This section of the book is from the "Introduction To Public Finance" book, by Carl Copping Plehn.
No expenditure commends itself more than that for education. It creates the groundwork political institutions. No expenditure in the opinion of Geffcken is more " reproductive " than that which the State makes for the development of its future citizens. But the expenditure of the various countries for this purpose cannot very well be compared, because it is very difficult to obtain a complete statement of all the outgo under this head. The local governments generally have certain lower branches under their control and pay a part or the whole of the expense of those. In federal governments the remainder of the system is generally under the control of the component parts. The United States federal government has rendered assistance to the commonwealth and local schools by grants of land of unknown value, and by the collection and dissemination of information through a bureau of education, and in various other ways. In England the provision for education made by public authorities is generally less than in most other countries, the sole exception being the provision for technical education.

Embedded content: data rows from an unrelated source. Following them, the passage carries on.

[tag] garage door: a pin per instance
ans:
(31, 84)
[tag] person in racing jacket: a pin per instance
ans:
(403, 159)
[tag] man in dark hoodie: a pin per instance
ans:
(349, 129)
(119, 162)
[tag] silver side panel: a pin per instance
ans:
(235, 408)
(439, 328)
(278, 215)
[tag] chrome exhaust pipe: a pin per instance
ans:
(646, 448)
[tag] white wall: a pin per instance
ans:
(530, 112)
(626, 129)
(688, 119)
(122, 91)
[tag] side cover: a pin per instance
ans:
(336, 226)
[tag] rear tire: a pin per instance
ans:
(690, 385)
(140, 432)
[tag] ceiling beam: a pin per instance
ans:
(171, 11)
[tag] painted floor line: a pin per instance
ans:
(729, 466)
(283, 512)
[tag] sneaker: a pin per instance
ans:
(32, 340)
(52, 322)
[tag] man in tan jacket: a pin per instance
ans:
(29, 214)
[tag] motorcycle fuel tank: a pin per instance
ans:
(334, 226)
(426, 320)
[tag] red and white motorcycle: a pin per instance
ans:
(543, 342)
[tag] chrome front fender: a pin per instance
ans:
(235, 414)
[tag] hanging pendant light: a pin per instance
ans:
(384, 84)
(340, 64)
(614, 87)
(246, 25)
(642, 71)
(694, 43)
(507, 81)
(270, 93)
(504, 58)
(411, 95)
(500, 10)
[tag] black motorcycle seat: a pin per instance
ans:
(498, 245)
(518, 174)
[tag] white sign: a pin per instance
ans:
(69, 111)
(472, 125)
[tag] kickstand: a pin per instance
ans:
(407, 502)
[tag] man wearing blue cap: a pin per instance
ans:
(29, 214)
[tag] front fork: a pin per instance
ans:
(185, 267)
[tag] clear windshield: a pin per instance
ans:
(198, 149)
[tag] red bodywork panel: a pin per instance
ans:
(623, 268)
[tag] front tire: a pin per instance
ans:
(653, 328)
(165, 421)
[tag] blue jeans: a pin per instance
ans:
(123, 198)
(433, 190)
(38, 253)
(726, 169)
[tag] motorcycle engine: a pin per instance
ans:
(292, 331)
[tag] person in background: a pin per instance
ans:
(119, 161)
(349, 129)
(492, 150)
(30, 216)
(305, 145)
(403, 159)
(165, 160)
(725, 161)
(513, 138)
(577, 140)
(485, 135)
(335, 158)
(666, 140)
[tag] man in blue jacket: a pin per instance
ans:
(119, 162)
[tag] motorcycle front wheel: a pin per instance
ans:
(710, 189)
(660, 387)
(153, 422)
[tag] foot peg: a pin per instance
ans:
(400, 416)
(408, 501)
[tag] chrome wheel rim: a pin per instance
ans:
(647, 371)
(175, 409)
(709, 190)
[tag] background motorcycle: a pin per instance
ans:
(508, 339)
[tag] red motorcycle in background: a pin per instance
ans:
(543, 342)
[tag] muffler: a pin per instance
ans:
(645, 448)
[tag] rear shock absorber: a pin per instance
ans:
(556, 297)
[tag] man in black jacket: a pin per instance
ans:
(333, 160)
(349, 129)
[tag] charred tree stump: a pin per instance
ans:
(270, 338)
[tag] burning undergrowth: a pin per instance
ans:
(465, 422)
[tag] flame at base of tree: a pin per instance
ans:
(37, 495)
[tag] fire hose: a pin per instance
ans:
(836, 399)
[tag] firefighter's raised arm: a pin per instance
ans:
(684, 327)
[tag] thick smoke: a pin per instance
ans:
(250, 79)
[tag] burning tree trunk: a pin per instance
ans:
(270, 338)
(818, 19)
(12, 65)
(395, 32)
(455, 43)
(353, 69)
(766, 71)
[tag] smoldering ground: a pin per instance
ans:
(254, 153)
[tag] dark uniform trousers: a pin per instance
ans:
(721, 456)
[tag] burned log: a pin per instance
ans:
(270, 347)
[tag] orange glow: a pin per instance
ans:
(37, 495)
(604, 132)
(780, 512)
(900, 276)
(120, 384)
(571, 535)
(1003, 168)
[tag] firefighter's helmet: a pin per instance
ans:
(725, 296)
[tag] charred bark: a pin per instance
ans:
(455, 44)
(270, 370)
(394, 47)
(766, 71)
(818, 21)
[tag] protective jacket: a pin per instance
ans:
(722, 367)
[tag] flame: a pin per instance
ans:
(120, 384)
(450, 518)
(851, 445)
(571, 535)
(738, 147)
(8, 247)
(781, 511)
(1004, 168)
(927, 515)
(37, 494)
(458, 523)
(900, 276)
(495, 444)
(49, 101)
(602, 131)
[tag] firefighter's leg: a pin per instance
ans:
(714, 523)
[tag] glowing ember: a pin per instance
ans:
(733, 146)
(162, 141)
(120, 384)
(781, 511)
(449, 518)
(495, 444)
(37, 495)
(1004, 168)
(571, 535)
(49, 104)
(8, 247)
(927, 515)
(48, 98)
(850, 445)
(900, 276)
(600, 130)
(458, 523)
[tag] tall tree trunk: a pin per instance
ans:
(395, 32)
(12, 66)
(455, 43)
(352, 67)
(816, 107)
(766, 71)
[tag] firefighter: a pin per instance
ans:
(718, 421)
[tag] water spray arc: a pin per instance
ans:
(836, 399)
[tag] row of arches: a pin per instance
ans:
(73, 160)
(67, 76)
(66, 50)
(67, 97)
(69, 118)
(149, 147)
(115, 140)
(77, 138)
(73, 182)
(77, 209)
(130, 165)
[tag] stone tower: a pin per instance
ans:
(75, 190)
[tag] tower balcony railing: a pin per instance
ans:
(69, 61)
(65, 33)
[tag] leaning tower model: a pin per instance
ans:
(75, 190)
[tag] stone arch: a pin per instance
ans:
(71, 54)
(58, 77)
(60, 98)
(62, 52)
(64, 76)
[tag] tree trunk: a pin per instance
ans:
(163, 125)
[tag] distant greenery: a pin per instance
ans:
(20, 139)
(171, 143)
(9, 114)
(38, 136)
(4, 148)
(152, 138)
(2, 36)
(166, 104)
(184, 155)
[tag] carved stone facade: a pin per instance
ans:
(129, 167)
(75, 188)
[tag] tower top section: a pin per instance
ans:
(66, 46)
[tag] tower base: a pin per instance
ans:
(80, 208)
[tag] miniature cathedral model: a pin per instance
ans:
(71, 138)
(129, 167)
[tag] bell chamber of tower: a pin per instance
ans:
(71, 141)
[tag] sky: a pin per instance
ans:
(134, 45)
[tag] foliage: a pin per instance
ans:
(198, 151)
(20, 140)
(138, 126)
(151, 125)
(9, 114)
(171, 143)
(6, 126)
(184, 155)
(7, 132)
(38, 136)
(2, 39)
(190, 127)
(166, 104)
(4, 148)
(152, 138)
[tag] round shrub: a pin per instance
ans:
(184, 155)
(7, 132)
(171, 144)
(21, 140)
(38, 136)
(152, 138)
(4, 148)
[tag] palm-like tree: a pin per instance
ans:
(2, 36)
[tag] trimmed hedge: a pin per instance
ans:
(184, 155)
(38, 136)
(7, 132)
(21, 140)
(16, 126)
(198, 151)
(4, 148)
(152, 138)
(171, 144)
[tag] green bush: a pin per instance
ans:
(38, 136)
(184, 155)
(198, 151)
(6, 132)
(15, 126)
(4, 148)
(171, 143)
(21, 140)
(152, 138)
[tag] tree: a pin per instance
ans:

Until very recently this line of public activity has been regarded by that country as one conferring a special benefit and to be paid for in part by fees. But it is now pretty clearly the accepted policy of all modern nations to provide at least the primary education necessary for every citizen as a common benefit and to make it compulsory and free to all the recipients.In treatment, then, it is as much a benefit for the rich childless man that the sons of his poorer neighbour should be educated as that he should have the protection of the police in the enjoyment of his property, and he is made to pay on that principle. In regard to higher education as given in the secondary schools, and technical education, there is no such uniformity of practice. Education in the rudimentary mechanical arts is in fact becoming as important a need of society as elementary education in theusual branches. As the pace of industry becomes more rapid and its organisation more perfect, the possibility of giving this sort of instruction by the old apprenticeship system vanishes. There is no place for the boy in the modern factory. Private initiative cannot be depended upon to supply the opportunity for this sort of education. The State has to do so if it is done at all. In this respect many of the English cities are far ahead of any American city.1
1 Shaw, Municipal Government in Great Britain. s
Whether University education should be given the recipients free of charge at the common cost is, in practice also, an open question. Had not liberal private endowments been made for this purpose, it is probable that the question would long ago have been settled, and that this branch of education would have been treated as the primary was. University education, even though enjoyed by but a relatively small number of the citizens, is far more " reproductive " and far more beneficial to the State as a whole than even a widely diffused system of primary schools. It is quite as important, if not more important, to have highly trained leaders of public action and thought as it is to have a low degree of intelligence widely disseminated. The University as a centre for research alone is worth many times what it costs. In proportion to the benefits which it confers on the State it is, where run at the general cost, the least expensive part of the whole system. The provision made by many of the western commonwealths of the United States for the liberal endowments of Universities from the public funds has been without exception the most beneficial and economical expenditure they have made. In Germany, too, a large part of the expense is borne by the State. Closely related to education is the maintenance of museums, libraries, picture galleries, and scientific investigations. These comprise in most countries an important part of the provision for education. The United Kingdom spends on all these educational works £9,783,469 from the general treasury, and a far larger amount from other sources. In the United States in 1890 the total public expenditure for education was $145,583,115, which was by far the largest expenditure for any one purpose.